Contacted by AFP, the Israeli military said it was looking into the civil defence agency's reports from Gaza, including that an overnight air raid on Jabalia killed 33 people.
"More than a year has passed, and every day our blood is shed," displaced Gazan Nasser Shaqura said outside a hospital in Deir el-Balah, where victims of an Israeli air strike were taken.
"Every day, every hour, there is a massacre," he said. "This is what our lives have become".
Palestinians are living through "unspeakable horrors" in the north of the Gaza Strip, the UN's acting humanitarian chief Joyce Msuya said on X.
Hospital under fire
The violence has dashed hopes that Sinwar's death could bring the war to an end or lead to the swift release of 97 hostages still held by militants in Gaza, including 34 the Israeli military says are dead.
Israelis rallied again in Tel Aviv calling for a deal to free the captives.
The war was sparked by the unprecedented Hamas attack last year that resulted in the deaths of 1,206 people, mostly civilians, according to an AFP tally of official Israeli figures.
Israel's campaign to crush Hamas and bring back the hostages has killed 42,519 people in Gaza, mostly civilians, according to data from the health ministry in the Hamas-run territory, figures the UN considers reliable.
The director of the Indonesian Hospital in north Gaza said Israeli forces were shelling the facility.
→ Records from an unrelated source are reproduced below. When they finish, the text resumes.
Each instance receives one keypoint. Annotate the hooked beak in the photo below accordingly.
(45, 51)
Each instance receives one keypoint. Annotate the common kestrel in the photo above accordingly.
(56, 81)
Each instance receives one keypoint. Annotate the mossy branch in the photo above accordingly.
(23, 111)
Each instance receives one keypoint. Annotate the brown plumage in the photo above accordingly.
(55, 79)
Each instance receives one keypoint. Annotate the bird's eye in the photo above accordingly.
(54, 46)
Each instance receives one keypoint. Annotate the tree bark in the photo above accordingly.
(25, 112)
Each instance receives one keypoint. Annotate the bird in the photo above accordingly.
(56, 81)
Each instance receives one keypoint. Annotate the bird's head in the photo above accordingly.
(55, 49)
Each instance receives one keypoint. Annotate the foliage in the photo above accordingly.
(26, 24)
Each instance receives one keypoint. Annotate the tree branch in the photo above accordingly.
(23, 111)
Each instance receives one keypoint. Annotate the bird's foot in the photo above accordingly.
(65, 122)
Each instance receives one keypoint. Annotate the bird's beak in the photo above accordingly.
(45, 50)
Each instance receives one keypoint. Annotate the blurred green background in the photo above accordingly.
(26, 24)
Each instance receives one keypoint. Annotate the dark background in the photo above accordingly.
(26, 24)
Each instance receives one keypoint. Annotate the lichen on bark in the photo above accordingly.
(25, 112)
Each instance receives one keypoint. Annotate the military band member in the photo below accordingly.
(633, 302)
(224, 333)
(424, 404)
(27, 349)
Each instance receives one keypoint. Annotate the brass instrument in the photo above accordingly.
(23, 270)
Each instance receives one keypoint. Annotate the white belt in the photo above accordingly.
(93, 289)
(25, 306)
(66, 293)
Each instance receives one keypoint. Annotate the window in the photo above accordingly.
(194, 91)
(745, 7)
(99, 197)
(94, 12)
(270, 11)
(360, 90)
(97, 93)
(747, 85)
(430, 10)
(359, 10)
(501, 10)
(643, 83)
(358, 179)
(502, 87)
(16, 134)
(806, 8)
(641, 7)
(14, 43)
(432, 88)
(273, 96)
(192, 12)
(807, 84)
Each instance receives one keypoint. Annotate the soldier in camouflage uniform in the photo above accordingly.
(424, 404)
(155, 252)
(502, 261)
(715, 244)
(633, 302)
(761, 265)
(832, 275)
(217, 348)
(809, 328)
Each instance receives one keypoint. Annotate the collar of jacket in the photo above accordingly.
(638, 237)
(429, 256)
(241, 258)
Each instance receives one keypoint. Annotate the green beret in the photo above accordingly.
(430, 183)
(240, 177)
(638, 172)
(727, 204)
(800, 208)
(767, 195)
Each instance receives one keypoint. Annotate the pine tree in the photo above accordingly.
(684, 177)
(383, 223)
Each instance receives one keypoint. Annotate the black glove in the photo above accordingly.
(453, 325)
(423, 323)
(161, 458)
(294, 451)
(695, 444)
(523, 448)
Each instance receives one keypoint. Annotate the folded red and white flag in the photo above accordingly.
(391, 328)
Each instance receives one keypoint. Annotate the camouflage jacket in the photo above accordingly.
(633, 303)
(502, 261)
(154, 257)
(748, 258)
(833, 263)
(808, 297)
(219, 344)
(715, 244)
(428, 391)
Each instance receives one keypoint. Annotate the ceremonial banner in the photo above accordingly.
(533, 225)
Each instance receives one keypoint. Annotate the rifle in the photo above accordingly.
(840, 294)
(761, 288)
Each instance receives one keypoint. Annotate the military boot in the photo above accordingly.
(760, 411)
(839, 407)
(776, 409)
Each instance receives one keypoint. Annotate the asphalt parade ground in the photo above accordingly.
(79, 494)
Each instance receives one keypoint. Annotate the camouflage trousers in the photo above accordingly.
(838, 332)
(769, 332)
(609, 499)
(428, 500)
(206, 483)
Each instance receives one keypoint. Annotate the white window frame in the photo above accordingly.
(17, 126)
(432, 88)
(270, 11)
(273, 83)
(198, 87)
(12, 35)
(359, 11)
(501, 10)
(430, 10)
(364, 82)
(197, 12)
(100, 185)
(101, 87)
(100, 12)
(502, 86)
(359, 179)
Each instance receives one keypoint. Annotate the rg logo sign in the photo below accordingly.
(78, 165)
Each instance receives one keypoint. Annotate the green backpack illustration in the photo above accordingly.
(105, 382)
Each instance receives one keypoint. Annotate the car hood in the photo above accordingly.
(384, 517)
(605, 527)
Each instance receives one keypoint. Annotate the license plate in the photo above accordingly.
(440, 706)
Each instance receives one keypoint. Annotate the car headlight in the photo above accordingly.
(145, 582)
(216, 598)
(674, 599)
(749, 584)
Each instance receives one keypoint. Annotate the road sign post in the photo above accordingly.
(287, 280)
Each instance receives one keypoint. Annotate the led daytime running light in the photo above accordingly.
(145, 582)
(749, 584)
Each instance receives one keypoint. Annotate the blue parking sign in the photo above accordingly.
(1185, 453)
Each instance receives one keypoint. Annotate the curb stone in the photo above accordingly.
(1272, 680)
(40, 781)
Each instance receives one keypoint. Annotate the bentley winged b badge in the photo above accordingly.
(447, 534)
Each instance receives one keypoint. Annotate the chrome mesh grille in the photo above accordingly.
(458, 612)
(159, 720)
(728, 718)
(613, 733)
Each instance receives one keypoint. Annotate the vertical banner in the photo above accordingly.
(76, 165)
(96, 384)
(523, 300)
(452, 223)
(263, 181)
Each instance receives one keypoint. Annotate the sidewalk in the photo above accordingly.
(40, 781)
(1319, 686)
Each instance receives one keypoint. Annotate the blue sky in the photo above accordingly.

Gaza's health ministry said two patients had died, blaming the Israeli siege and lack of medical supplies.
The Israeli military that reported troops operating near the facility but said "no intentional fire" had been directed at it.
The Israeli army said two soldiers "fell in combat in northern Gaza" Saturday, taking to 357 the death toll among troops in Gaza since the start of the ground offensive in late October 2023.
Strikes on Lebanon
Defence ministers from the G7 rich nations - Italy, France, Germany, Britain, Japan, Canada and the United States - called on Iran to stop supporting Hamas and Hezbollah.
In a statement after a meeting in Italy, they also expressed concern over "the risk of further escalation" in the Middle East as well as "threats" to the security of UN peacekeepers in southern Lebanon.
In Lebanon, where Israel last month escalated air raids and deployed ground forces after nearly a year of cross-border exchanges with Hezbollah, state media and the health ministry reported more deadly strikes Saturday.
Israel said its air force had struck "Hezbollah weapons storage facilities" and an intelligence centre in the group's south Beirut stronghold. Ground forces continued "targeted" raids in southern Lebanon.
Since late September, the war has killed at least 1,454 people in Lebanon, according to an AFP tally of Lebanese health ministry figures.